So the one part of Michael's post that was correct was that each use of `zoom` adds a constant O(1) overhead to every subsequent command. The worst case scenario is a quadratic blowup for code like this:

    forever $ do
        a <- zoom lens parser
        doSomethingWith a

Every iteration of `forever` will accumulate an additional O(1) overhead, so by the Nth iteration, you get O(N) overhead per iteration, and the total cost of N iterations is O(N^2). This is what was happening in your code since your code is basically of the form:

    replicateM_ n $ do
        a <- zoom lens parser
        doSomethingWith a

... so that triggers O(N^2) space and time complexity, where `n` in your example was `10000`.

I'm working on a solution to fix this and I will summarize it in broad strokes here. This solution is backwards-compatible with the current API and in most use cases will compile to code that is more efficient (both in time complexity and constant factors). This would solve the problem that Michael described

There would be a new `Pipes.Parse.Fast` internal module (for implementers only) which will have two new types. One of them will be a more efficient analog of `Lens'`. Let's call it `LensFast'` for lack of a better name.

I will omit the implementation of `LensFast'` since I'm still playing with different ideas, but I can describe its interface. First, it would form a category, like `Lens'`es:

    (.) :: LensFast' a b -> LensFast' b c -> LensFast' a c

    id :: LensFast' a a

... and there would be a functor from `LensFast'` to `Lens'`:

    optimal :: LensFast' a b -> Lens' a b

... that obeys these functor laws:

    optimal (f . g) = optimal f . optimal g

    optimal id = id

There would also be a more efficient parser type, which I will temporarily call `ParserFast`. This representation I've already nailed down and it would be equivalent to a free monad transformer over the `draw/unDraw` primitive operations, with an optional bind in the base monad for efficiency:

    data ParserFast a m r
        = M (m (ParserFast a m r))
        | Draw (Maybe a -> ParserFast m a)
        | UnDraw a (ParserFast m a)

    instance Monad m => Monad (ParserFast a m) where ...

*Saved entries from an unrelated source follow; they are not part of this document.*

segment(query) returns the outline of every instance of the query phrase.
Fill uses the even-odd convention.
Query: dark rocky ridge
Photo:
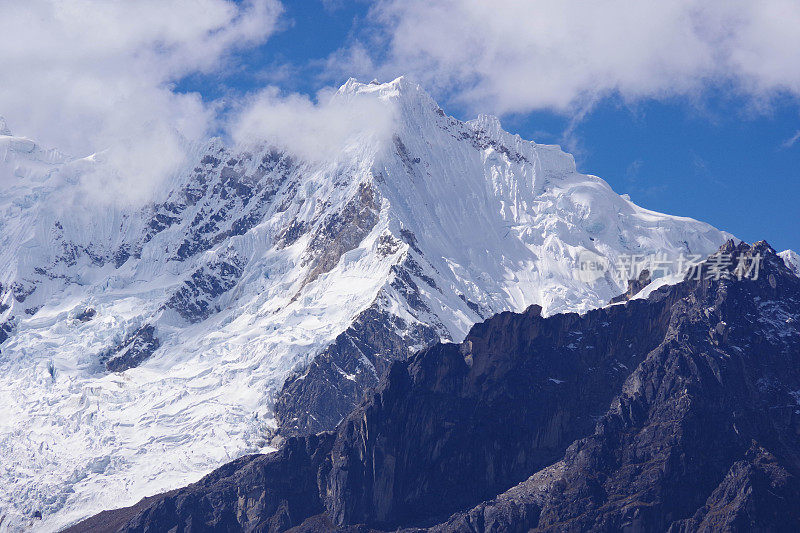
[[[284,188],[292,189],[293,177],[297,179],[294,174],[298,163],[274,150],[261,154],[259,159],[249,152],[234,154],[218,144],[209,146],[208,151],[183,186],[171,191],[163,202],[135,213],[135,217],[147,220],[142,233],[117,248],[71,242],[65,237],[61,222],[56,221],[50,229],[57,250],[52,262],[35,267],[29,275],[13,281],[8,287],[0,286],[0,314],[10,307],[11,298],[6,298],[5,294],[22,304],[45,279],[60,279],[64,286],[76,284],[79,280],[59,271],[65,266],[77,265],[83,258],[88,258],[93,266],[111,263],[120,268],[130,258],[141,257],[146,243],[171,228],[177,230],[177,234],[174,242],[167,243],[165,253],[172,261],[192,259],[230,237],[246,233],[263,221],[278,208],[274,205],[278,192]],[[195,207],[196,212],[193,212]],[[126,214],[123,220],[127,221],[129,216]],[[213,314],[216,310],[214,298],[234,286],[240,275],[240,260],[229,259],[227,262],[200,264],[184,285],[170,295],[164,307],[175,309],[190,323]],[[34,306],[23,311],[34,315],[38,309]],[[4,319],[0,322],[1,344],[12,334],[15,317],[0,319]],[[118,349],[119,346],[111,346],[101,357]],[[126,368],[140,364],[149,355],[136,358],[136,363]]]
[[[758,279],[502,313],[393,363],[335,433],[74,530],[797,530],[800,278],[766,243],[719,253]]]
[[[201,207],[184,229],[176,260],[186,260],[253,228],[275,208],[276,194],[297,168],[290,157],[270,151],[248,172],[254,157],[250,153],[235,155],[225,148],[207,154],[186,187],[156,206],[144,241],[180,223],[181,214],[196,205]]]
[[[800,280],[684,282],[659,347],[562,461],[437,531],[796,531]],[[777,320],[776,318],[779,317]]]
[[[14,330],[14,317],[3,316],[11,308],[11,304],[6,303],[11,298],[10,291],[6,290],[6,287],[0,283],[0,345],[11,336],[11,332]],[[0,353],[3,353],[2,348],[0,348]]]
[[[14,330],[13,320],[9,319],[6,320],[5,322],[0,322],[0,344],[3,344],[6,341],[6,339],[8,339],[13,330]]]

    instance MonadTrans (ParserFast a) where ...

This would come with an `interpret` function that would be a monad morphism from `ParserFast` to `Parser`:

    interpret :: Monad m => ParserFast a m r -> Parser a m r

This would obey the following monad morphism laws:

    interpret$ do x <- m  =  do x <- interpret m
                   f x           interpret (f x)


    interpret (return x) = return x

... and monad morphism laws are also functor laws if you view them from this perspective:

    interpret . (f >=> g) = interpret . f >=> interpret . g

    interpret . return = return

The last piece of the puzzle is a `zoom_` function designed to work with optimized `LensFast'`s and `ParserFast`s. It would have this type:

zoom_ :: Monad m => LensFast a b -> ParserFast b m r -> ParserFast a m r

... and it would obey this equation:

zoom (optimal lensfast) (interpret parserfast) = interpret (zoom_ lensfast parserfast)

That equation would be a rewrite rule that turns the inefficient `zoom` into the much more efficient `zoom_` that doesn't do unnecessary round-trips or trigger quadratic time complexity.

The way you put it all together is that the default user-facing API would define all lenses and parsers in terms of `optimal` and `interpret`. i.e.:

    exampleParser = interpret internalParserFast

    exampleLens = optimal internalLensFast

Then if the user writes something like:

    zoom exampleParser exampleLens

... then `exampleParser` and `exampleLens` would be written to force inlining early, exposing the `interpret` and `optimal` functions:

    zoom (optimal internalLensFast) (interpret internalParserFast)

... then that would trigger the rewrite rule:

    interpret (zoom_ internalLensFast internalParserFast)

... and now the code would be efficient and avoid the problems Michael described.

You can also optimize some other cases automatically, too. For example, if the user connects two lenses, which are each internally optimized:

    lens1 = optimal internalLens1
    lens2 = optimal internalLens2

    parser = interpret internalParser

    example = zoom (lens1 . lens2) parser

... and that is inlined:

example = zoom (optimal internalLens1 . optimal internalLens2) (interpret internalParser)

Then you can provide a rewrite rule using the first functor law for `optimal` to rewrite the two lenses to a single optimized lens:

example = zoom (optimal (internalLens1 . internalLens2)) (interpret internalParser)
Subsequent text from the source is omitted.